Abstract: The Environmental Protection Agency (EPA) and the National Highway Traffic Safety Administration (NHTSA) – the two agencies with the authority to regulate air pollution and fuel efficiency standards, respectively – are currently working together to revise standards for vehicles sold in the United States in the coming decades. Gasoline-powered automobiles contribute to air pollution and climate change. And, simply put, when automobiles burn less fuel, they create less pollution. The current revision process is meant to relax fuel efficiency standards established in 2012, when automakers agreed to begin research and production designed to significantly increase the fuel efficiency of vehicles produced by 2022. President Obama and his administration encouraged the higher fuel efficiency standards as a means to protect public health, reduce greenhouse gas emissions, and provide consumer savings. President Trump and his administration see the issue of fuel efficiency differently.
There are a number of Education and the Environment Initiative lessons that will deepen student learning on the relationship between the environment and transportation, pollution, and government policy and regulations. See the final page of the issue for links to these lessons.
In addition, you may find the CalEPA CalEnviroScreen tool a helpful one for your classroom discussions linking issues of government regulations, economics, and history to current environmental concerns in the state.
What is CalEnviroScreen?
CalEnviroScreen is a mapping tool that helps identify California communities that are most affected by many sources of pollution, and where people are often especially vulnerable to pollution’s effects.
CalEnviroScreen uses environmental, health, and socioeconomic information to produce scores for every census tract in the state.
The scores are mapped so that different communities can be compared. An area with a high score is one that experiences a much higher pollution burden than areas with low scores.
CalEnviroScreen ranks communities based on data that are available from state and federal government sources.
Visit https://oehha.ca.gov/calenviroscreen to use the mapping tool to learn about pollution within your school’s zip code, or different areas of California.
As a class, you may want to consider what patterns are detectable among the areas of pollution?

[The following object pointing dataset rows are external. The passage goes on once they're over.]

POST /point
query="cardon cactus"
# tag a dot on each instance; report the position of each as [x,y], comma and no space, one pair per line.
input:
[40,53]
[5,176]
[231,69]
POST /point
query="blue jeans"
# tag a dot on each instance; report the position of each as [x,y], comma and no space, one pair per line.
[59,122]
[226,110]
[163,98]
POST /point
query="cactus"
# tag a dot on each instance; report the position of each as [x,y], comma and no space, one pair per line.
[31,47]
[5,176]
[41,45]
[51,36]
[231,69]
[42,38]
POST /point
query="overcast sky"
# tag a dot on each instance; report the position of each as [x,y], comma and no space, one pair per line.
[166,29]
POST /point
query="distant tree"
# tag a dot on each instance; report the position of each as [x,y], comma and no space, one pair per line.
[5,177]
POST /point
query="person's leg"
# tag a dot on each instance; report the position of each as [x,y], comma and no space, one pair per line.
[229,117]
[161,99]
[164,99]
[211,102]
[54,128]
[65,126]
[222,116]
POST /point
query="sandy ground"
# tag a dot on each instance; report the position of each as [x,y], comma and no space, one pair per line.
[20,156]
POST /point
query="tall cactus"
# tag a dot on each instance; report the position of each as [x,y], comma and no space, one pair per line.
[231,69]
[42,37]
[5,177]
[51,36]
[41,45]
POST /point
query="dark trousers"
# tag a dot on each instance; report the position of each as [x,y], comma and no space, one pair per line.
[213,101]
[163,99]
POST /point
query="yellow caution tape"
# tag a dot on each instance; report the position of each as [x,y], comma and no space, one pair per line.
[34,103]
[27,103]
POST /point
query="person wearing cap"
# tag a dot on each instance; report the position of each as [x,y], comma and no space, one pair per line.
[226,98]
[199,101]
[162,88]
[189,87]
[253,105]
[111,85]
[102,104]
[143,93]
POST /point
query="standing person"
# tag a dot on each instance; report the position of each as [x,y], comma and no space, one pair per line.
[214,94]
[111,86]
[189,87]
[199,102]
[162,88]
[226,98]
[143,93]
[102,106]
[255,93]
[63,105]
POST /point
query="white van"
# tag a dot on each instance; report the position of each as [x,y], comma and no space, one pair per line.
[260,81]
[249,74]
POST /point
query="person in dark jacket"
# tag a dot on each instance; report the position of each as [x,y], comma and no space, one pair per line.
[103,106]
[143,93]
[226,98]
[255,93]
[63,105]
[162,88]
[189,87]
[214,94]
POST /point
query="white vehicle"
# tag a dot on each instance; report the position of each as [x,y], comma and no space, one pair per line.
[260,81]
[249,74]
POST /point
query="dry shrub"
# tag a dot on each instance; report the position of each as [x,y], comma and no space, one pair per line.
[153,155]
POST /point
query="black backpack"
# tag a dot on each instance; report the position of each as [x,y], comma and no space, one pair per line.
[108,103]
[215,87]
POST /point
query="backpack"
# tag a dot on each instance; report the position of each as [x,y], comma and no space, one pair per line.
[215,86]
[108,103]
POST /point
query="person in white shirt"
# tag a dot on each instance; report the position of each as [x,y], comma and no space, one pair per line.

What industries or freeways exist within the areas shaded red and orange? What sort of industries are located within the areas shaded red and orange? What is the average cost of housing in these polluted areas versus the non-polluted areas? What questions do you have about this data? If you could speak to your city council or state legislature, what would you like to ask these elected officials, and what measures would you like to see them take to address these issues of pollution?